La brutalità della violenza è segno di impotenza

Non sono molti i docenti che, negli Stati Uniti, possono sedersi dietro una cattedra universitaria, parlare per ore di Stalin o di Robespierre ed essere ascoltati con interesse. Uno di questi è Slavoj Zizek, fustigatore delle ideologie della tolleranza e dei diritti umani e partigiano dell’ateismo come sola eredità europea per cui valga la pena di combattere. Con lui affrontiamo alcuni dei temi che ha sviluppato recentemente, nel corso di una serie di conferenze, alla Ucla di Los Angeles, dove lo abbiamo incontrato, e all’Art Center College of Design di Pasadena.

Nel corso dei suoi recenti incontri in America, lei ha parlato spesso delle questioni legate alla violenza. Ci vuole spiegare come intende la necessità di ripensarne, soprattutto a «sinistra», il rapporto con la politica?

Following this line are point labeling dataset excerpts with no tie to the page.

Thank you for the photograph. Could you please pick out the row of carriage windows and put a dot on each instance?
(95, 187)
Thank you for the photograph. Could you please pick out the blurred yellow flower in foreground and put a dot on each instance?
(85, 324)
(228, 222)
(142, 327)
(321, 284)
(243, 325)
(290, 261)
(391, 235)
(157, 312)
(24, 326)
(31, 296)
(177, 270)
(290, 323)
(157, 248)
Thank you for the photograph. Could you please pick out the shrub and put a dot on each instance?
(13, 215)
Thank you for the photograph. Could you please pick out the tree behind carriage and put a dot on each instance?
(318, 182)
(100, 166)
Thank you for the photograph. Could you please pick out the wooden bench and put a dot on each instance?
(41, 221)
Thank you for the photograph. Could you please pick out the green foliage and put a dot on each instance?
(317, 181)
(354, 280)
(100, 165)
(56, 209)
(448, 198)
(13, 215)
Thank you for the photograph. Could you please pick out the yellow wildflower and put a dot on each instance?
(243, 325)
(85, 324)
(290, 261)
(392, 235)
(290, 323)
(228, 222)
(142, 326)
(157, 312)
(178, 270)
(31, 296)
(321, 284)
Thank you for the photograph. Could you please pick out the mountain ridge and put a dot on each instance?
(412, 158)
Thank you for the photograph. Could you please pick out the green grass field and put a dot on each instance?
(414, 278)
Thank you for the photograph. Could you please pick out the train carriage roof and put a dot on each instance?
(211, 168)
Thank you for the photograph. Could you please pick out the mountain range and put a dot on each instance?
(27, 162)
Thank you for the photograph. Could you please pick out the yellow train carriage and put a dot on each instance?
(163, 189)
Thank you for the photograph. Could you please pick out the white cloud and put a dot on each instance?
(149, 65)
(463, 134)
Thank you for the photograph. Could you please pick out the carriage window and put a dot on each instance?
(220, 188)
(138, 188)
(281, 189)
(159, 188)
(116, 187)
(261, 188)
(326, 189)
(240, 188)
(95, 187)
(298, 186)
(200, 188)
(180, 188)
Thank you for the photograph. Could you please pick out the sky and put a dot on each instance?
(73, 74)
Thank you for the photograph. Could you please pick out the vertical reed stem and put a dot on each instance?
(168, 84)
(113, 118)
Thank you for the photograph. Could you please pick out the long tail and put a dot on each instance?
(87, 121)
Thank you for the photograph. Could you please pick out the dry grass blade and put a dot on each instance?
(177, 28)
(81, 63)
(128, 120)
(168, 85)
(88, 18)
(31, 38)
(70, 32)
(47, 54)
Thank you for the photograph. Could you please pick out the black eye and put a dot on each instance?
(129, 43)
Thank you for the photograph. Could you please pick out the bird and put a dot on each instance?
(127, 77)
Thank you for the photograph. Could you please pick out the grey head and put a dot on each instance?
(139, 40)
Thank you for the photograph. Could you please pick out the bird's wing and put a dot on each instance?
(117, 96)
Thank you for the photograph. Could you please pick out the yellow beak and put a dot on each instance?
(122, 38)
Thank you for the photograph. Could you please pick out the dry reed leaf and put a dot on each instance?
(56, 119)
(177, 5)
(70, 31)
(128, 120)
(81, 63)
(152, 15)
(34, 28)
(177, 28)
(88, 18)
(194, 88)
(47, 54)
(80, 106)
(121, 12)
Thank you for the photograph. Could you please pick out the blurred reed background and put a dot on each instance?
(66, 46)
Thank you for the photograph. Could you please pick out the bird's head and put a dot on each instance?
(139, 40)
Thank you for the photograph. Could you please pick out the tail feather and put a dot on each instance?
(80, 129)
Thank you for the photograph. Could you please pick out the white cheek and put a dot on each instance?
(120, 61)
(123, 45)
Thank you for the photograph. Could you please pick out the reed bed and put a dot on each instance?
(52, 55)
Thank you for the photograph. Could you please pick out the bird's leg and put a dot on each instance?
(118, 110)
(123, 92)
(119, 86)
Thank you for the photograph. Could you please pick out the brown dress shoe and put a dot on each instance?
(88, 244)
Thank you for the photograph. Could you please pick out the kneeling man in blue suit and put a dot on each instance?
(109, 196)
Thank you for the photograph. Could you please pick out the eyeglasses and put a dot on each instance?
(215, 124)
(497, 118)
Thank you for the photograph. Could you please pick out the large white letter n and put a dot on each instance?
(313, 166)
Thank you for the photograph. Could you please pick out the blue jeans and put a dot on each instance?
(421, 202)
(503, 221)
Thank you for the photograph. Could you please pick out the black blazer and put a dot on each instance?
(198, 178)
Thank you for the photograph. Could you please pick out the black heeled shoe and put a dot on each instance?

Specialmente a «sinistra» si fa molta confusione. Prendiamo l’uso che si fa di alcuni autori, Schmitt e Benjamin, per esempio. I concetti di «decisione» e «eccezione» sono usati da Schmitt per obliterare la distinzione fondamentale che attraversa la riflessione di Benjamin, cioè quella tra una violenza «mitica» e una violenza «divina». Quest’ultima non esiste per Schmitt, il quale riduce il fenomeno a una violenza dell’«eccezione», che produce la legge. Ora, quando si civetta, a sinistra, con Benjamin, si pensa meno alla violenza che al suo spettro. La violenza, per questi autori della sinistra, non ha mai luogo realmente. Mi spiace per loro, ma Benjamin è molto preciso: l’esempio che offre di «violenza divina» è quello di una folla che lincia i governanti corrotti! Qualcosa di molto concreto.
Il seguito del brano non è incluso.